Over a year has passed since the initial wave of #ShutDownCanada actions. This wave included protests, blockades, occupations, and disruptions held in support of Wet’suwet’en land defenders, actions which garnered a broad amount of coverage and public support. 
We the undersigned were amongst the dozen or so arrested on February 26, 2020, at a #ShutDownCanada blockade staged in solidarity with Wet’suwet’en and the arrestees at the Tyendinaga Mohawk territory. Months later, our charges were withdrawn without us having to offer any concessions to the state, which we believe is a tacit acknowledgement that those charges were groundless to begin with. We were amongst 150 others arrested at different actions during this period.

There remains over 60 land defenders and supporters across several provinces facing criminal charges for their participation in the 2020 blockades. Historically, criminal charges have always been doled out more punitively against Indigenous defendants by the racist, settler-colonial state. This includes twenty-eight defendants from Tyendinaga being charged after they faced a violent raid from the OPP. This also includes six defendants from Hamilton being charged for their participation at a rail blockade very similar to the one we were arrested at. That their court cases are ongoing and ours are resolved only speaks to how arbitrary and punitive this legal system is. It is a system designed to criminalize and suppress any form of opposition towards its regime of colonialism and extractive capital.

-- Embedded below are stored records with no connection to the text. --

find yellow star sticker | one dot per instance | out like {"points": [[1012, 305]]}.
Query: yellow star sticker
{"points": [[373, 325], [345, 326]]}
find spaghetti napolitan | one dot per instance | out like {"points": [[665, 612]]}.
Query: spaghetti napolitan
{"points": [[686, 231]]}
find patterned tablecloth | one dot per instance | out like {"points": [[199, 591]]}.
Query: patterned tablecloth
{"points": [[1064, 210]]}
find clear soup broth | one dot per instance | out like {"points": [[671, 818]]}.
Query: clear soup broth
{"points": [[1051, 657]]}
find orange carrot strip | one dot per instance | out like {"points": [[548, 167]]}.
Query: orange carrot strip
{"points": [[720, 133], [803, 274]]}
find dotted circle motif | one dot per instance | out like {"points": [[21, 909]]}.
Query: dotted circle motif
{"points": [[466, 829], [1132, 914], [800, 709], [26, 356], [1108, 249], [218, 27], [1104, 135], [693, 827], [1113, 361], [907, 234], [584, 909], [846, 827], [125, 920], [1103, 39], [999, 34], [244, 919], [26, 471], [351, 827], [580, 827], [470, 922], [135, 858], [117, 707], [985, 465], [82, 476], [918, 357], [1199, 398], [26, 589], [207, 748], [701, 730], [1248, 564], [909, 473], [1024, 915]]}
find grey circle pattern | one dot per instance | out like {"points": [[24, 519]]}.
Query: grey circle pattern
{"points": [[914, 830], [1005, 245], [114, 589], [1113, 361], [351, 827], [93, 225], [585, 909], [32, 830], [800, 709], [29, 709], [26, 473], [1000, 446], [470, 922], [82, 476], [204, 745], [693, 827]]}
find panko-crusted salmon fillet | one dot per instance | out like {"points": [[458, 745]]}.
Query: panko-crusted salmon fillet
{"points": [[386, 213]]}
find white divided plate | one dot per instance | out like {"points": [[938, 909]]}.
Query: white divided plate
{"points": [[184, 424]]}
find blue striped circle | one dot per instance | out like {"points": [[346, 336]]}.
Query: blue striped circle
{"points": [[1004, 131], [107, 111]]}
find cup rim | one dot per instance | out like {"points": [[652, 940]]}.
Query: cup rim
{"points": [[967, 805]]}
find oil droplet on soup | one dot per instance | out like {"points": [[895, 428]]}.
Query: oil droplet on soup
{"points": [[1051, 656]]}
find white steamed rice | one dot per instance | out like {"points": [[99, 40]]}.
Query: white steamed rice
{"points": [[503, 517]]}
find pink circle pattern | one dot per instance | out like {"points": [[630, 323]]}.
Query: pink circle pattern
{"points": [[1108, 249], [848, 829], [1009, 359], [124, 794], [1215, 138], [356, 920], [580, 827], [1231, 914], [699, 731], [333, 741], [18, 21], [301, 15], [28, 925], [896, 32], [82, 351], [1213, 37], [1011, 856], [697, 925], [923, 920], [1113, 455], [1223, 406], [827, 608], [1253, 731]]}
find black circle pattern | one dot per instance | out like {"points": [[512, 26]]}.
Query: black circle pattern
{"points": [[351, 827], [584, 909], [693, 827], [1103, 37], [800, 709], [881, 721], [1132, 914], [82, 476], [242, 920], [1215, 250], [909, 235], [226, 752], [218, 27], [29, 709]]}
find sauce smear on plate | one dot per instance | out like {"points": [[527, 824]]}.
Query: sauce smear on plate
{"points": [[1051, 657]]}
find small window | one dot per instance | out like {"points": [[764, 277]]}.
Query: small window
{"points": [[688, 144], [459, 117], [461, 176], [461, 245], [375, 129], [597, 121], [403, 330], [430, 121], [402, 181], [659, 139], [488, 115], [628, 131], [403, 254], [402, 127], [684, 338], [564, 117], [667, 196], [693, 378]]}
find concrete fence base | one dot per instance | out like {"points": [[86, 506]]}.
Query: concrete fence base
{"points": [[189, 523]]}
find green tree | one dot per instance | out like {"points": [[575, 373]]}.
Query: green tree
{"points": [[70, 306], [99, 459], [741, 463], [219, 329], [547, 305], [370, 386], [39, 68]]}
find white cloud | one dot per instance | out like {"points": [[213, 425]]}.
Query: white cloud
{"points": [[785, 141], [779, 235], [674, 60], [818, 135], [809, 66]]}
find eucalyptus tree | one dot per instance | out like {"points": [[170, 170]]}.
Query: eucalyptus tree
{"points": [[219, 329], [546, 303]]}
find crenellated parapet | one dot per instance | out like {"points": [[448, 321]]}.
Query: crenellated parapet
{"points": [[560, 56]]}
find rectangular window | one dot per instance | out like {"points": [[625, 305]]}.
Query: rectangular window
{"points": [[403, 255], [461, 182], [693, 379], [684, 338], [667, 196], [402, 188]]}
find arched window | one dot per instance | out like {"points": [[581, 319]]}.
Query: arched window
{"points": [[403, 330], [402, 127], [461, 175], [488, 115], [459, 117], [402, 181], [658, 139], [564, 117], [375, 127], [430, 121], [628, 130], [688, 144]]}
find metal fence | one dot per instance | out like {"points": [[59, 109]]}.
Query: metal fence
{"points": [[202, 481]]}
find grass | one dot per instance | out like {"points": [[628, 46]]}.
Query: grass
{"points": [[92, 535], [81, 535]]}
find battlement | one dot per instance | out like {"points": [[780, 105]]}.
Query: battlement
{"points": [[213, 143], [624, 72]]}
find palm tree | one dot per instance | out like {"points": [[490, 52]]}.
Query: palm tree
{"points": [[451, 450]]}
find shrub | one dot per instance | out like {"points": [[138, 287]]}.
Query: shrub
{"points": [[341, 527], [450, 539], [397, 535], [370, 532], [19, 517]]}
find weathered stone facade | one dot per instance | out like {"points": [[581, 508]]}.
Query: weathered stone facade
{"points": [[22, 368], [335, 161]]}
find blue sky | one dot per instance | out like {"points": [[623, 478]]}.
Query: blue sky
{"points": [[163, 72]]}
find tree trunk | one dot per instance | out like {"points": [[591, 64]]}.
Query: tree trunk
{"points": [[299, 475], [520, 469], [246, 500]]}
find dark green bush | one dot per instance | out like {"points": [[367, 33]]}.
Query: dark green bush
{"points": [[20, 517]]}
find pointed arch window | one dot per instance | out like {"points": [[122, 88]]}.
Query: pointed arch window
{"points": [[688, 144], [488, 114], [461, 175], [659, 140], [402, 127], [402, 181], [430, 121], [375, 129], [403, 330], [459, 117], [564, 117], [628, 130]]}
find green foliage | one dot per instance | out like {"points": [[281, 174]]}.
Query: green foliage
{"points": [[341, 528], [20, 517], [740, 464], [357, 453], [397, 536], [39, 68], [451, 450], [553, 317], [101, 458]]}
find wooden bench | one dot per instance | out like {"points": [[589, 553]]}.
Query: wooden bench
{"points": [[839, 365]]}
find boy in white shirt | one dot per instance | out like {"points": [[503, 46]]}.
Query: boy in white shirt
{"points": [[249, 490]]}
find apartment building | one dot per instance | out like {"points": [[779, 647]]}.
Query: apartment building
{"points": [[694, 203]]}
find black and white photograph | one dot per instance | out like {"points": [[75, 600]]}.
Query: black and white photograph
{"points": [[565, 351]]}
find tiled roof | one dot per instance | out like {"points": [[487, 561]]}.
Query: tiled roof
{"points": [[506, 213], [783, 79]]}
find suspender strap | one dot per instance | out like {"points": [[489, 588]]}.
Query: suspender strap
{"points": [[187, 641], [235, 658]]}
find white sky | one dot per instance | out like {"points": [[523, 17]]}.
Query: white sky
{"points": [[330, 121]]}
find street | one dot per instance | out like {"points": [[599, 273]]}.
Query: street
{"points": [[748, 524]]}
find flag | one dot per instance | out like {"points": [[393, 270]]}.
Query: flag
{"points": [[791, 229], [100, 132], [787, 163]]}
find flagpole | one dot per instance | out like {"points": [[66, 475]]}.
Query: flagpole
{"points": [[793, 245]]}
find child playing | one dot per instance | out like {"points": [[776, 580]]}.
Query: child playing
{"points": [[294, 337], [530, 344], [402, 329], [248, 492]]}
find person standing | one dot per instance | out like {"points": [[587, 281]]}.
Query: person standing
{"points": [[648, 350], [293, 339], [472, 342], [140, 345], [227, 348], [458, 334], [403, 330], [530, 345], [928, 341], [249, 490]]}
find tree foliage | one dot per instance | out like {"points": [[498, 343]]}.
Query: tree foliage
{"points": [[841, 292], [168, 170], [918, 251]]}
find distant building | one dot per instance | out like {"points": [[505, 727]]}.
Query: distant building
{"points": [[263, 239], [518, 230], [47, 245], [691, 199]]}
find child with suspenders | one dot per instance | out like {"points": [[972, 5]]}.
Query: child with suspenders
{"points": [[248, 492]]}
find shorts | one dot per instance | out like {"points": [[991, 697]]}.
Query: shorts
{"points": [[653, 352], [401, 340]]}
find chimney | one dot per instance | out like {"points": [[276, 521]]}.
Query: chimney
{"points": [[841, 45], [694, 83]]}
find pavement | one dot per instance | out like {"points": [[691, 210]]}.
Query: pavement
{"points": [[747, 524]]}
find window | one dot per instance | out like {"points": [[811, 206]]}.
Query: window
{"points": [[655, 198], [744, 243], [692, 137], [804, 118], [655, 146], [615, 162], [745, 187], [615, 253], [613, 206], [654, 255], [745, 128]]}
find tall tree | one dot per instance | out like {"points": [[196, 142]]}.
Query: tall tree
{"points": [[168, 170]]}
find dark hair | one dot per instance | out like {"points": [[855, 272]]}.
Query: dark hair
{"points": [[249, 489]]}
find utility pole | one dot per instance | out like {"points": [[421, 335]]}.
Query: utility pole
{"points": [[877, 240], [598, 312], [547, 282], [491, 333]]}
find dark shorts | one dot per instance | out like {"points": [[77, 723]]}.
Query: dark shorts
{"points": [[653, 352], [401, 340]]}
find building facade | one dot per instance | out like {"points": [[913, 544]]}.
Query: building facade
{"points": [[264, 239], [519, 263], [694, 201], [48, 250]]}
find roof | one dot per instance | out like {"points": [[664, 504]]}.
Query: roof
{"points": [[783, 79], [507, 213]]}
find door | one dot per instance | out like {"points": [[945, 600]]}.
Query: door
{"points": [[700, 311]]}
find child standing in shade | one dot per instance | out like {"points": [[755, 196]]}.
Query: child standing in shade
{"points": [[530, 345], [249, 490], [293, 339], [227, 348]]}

In the time since winter 2020 and now, media and public attention has understandably drifted away from these events and their participants, but violence, harassment, displacement, surveillance and suppression continue to be carried out by the Ontario Provisional Police, the RCMP and the legal system. It is imperative that we not look away. We urge supporters to offer solidarity and material support to those defending themselves in court cases against this oppressive legal system, and all those fighting the colonial state.